When consulting ancient and medieval Chinese texts, one will come across frequent references to the qin. Such references are particularly frequent in Classical Chinese poetry, such as the poetic verses of the ancient Shijing and certain poems of the Tang period.

===Ancient poetry===
In the Shijing 【詩經】 (Book of Songs), several poems mention the qin (with their numbers according to their order in the anthology):

- 「窈窕淑女， 琴瑟友之。
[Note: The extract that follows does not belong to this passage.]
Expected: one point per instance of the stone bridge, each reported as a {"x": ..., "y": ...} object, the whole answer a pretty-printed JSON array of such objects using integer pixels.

」 "Fair and gentle is the maiden; Use qin and se to give her a friendly welcome..." [《關睢》 1]
- 「琴瑟在御， 莫不靜好。」 "The qin and se in your [the husband's] hands; Will emit their quiet pleasant tones..." [《女曰雞鳴》 82]
- 「我有嘉賓， 鼓瑟鼓琴。」 "I have fine guests; So I strum the se, strum the qin..." [《鹿鳴》 161]
- 「妻子好合， 如鼓琴瑟。」 "The love between mother and child; Is like the strumming of qin and se..." [《常棣》 164]

===Tang poetry===
In Tang Poetry, we have many mentions, including:

- 「主人有酒歡今夕， 請奏鳴琴廣陵客， 月照城頭烏半飛， 霜淒萬木風入衣， 銅鑪華燭燭增輝， 初彈淥稅後楚妃， 一聲已動物皆靜， 四座無言星欲稀， 清淮奉使千餘里， 敢告雲山從此始。」 "Our host brings wine, for merry-making tonight; And bids the guest from Guangling, to play upon the zither; Moonlight bathes the city walls, crows fly mid-air; Frost petrifies ten thousand trees, wind pierces our robes. But the copper stove gleams bright, and candles add their shimmer; First he plays Lu Water, then The Princess of Chu. As the first note trembles, all else falls silent; From the whole company not a word, till the stars begin to pale. The thousand miles to Qinghuai, I was sent by the Emperor's mandate; On such a night I venture to speak of, retiring to the mountains and the clouds." [A Zither Song : Li Qi, 《琴歌》 : 李頎]
- 「泠泠七弦上， 靜聽松風寒， 古調雖自愛， 今人多不彈。」 "Emotionless the mood of your 'seven-strings'; In the quiet, I sense the cool of the 'Wind through the pines'; I am one who loves the ancient tunes; There are few now who can play them." [Playing the Zither : Liu Zhangqing, 《彈琴》 : 劉長卿]
- 「蜀僧抱緑綺， 西下峨嵋峯， 爲我一揮手， 如聽萬壑松， 客心洗流水， 餘響入霜鐘， 不覺碧山暮， 秋雲暗幾重。」 "A monk from Shu, clasping a Luqi zither; Descends the west face of Emei peak. He sweeps his hand over the strings for me; And I seem to hear pines sigh in a thousand ravines; And a running stream, that washes the ache from my heart. The faint notes blend with the icy bells. I had not noticed the dusk on the green mountains: How many folds are hidden in the autumn clouds?" [On Hearing Jun, a Monk from Shu, Play the Zither : Li Bai, 《聽蜀僧濬彈琴》 : 李白]
- 「晚年惟好靜， 萬事不關心， 自顧無長策， 空知返舊林， 松風吹解帶， 山月照彈琴， 君問窮通理， 漁歌入浦深。」 "In my later years, I care only for quiet; The ten thousand affairs, no longer concern me. Communing with myself, I find no plan: I only know, I must return to the old woods. A pine wind, will loosen the girdle of my gown; A mountain moon, glitter on my zither. You question me about, success and failure? Listen — a fisherman's song drifting up the estuary!" [A Reply to Assistant Prefect Zhang : Wang Wei, 《酬張少府》 : 王維]
- 「獨坐幽篁裡， 彈琴復長嘯， 深林人不知， 明月來相照。」 "Sitting alone, in the hush of the bamboo; I thrum my zither, and whistle lingering notes. In the secrecy of the wood, no one can hear; Only the clear moon, comes to shine on me." [Hut Among the Bamboos : Wang Wei, 《竹里館》 : 王維]

The above poems are from 【唐詩三百首】 Tangshi Sanbai Shou (Three Hundred Tang Poems).

==Footnotes==
1. Yin, Wei. Zhongguo Qinshi Yanyi 【中国琴史演义】. Pages 1–10.
2. United Nations Educational, Scientific and Cultural Organization (2004) The Art of Guqin Music (http://www.unesco.org/culture/intangible-heritage/masterpiece.php?id=65&lg=en, 29 July 2006)
3. Herdan, Innes (trans.). 300 Tang Poems 【英譯唐詩三百首】. Pages 128–129, 560-563 and 590–591.